What are the factors of 210?

Steps to Solve

1. Find the prime factorization of 210

To start, we can break 210 down into its prime factors. This involves dividing by the smallest prime number first.

First, divide by 2 (the smallest prime): $$ 210 \div 2 = 105 $$ Next, we continue with 105, trying the next smallest prime, which is 3: $$ 105 \div 3 = 35 $$ Now, we factor 35 by using the next smallest prime number, which is 5: $$ 35 \div 5 = 7 $$ Finally, 7 is a prime number itself.

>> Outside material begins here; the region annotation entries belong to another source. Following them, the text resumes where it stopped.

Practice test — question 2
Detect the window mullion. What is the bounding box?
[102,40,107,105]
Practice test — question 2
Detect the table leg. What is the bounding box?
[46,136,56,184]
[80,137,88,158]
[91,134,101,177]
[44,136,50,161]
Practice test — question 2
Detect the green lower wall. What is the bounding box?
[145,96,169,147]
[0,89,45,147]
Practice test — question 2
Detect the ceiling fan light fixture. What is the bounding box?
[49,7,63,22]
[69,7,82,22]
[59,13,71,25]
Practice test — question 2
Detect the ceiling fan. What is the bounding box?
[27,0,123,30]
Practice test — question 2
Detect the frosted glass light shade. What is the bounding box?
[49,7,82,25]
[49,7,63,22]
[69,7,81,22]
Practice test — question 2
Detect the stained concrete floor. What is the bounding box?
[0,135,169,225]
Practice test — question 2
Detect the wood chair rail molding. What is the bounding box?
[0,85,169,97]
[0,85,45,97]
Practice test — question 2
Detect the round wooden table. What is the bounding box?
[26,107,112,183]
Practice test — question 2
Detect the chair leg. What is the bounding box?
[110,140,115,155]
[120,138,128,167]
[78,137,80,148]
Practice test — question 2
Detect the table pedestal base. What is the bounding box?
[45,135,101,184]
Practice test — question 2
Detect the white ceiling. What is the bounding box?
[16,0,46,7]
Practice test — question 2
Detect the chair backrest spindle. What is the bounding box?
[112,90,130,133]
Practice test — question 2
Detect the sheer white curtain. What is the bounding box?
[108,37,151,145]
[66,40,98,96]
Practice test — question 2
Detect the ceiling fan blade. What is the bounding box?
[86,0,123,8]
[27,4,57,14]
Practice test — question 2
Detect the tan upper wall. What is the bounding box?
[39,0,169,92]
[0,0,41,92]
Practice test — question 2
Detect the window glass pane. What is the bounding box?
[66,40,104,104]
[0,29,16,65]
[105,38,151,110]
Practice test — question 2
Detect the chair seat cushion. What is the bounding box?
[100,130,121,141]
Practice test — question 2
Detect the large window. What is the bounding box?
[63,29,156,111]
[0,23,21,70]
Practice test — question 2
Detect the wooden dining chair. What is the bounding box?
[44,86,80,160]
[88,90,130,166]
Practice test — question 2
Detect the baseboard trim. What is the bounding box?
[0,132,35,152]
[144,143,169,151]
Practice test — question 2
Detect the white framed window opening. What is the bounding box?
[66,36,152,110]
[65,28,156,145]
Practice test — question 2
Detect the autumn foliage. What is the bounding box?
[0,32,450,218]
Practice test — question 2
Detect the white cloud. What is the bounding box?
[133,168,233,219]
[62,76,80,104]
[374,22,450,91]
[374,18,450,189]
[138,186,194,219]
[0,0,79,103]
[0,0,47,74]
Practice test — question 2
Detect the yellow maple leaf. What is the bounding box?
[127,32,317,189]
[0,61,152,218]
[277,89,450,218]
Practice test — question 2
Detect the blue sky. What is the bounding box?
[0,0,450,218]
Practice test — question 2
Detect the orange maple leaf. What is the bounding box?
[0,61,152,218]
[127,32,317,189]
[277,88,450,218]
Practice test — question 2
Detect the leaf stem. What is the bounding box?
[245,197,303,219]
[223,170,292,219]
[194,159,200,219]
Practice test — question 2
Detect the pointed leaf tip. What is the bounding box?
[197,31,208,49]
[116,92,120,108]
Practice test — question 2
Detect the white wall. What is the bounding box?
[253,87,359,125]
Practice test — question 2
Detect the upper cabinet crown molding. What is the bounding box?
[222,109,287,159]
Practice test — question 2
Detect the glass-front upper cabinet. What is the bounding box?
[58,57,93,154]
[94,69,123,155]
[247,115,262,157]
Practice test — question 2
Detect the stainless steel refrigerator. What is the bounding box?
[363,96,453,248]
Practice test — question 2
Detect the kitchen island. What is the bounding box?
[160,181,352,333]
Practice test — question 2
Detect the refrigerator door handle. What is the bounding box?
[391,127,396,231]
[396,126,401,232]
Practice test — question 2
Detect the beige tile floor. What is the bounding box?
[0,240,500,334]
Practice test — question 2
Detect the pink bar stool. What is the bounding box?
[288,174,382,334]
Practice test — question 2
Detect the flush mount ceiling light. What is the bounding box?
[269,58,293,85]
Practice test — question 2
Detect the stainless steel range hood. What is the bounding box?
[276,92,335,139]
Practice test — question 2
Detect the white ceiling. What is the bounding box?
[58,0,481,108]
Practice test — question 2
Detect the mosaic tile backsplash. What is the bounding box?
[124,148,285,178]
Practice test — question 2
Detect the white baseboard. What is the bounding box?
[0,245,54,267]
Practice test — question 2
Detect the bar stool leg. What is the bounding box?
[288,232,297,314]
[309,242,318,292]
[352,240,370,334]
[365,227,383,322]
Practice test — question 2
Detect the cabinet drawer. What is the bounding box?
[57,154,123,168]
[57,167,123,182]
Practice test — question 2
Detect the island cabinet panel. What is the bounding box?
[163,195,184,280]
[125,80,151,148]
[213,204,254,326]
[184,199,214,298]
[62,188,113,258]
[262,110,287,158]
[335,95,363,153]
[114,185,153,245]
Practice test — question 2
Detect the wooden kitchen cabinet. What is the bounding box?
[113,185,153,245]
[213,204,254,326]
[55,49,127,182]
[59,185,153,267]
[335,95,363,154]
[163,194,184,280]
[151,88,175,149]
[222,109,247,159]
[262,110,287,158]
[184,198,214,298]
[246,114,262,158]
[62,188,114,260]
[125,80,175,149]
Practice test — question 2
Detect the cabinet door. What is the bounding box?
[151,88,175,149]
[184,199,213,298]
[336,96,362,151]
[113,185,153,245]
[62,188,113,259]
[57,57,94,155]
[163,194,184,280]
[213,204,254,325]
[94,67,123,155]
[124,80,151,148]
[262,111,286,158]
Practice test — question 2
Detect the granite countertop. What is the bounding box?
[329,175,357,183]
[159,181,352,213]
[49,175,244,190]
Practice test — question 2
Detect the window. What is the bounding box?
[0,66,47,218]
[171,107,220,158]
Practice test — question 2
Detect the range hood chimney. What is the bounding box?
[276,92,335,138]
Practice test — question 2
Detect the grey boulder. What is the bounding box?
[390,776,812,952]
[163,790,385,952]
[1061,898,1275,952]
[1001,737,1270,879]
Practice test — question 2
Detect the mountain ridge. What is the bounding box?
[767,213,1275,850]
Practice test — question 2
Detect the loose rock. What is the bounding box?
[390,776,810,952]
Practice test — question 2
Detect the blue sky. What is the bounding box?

Thus, the prime factorization of 210 is: $$ 210 = 2 \times 3 \times 5 \times 7 $$

2. Identify the factors from the prime factorization

Now that we have the prime factorization, we can find all the factors of 210. To do this, we multiply the prime factors in all possible combinations.

The factors are:

• Start from $1 = 2^0 \times 3^0 \times 5^0 \times 7^0$
• Use combinations of the primes:
• $2^0 \times 3^0 \times 5^0 \times 7^0 = 1$
• $2^1 \times 3^0 \times 5^0 \times 7^0 = 2$
• $2^0 \times 3^1 \times 5^0 \times 7^0 = 3$
• $2^0 \times 3^0 \times 5^1 \times 7^0 = 5$
• $2^0 \times 3^0 \times 5^0 \times 7^1 = 7$
• Continuing this process until all combinations are exhausted.

3. List all the factors

By going through all combinations of the prime factors (and their exponents), we find the complete list of factors of 210: 1, 2, 3, 5, 6, 7, 10, 14, 15, 21, 30, 35, 42, 70, 105, 210.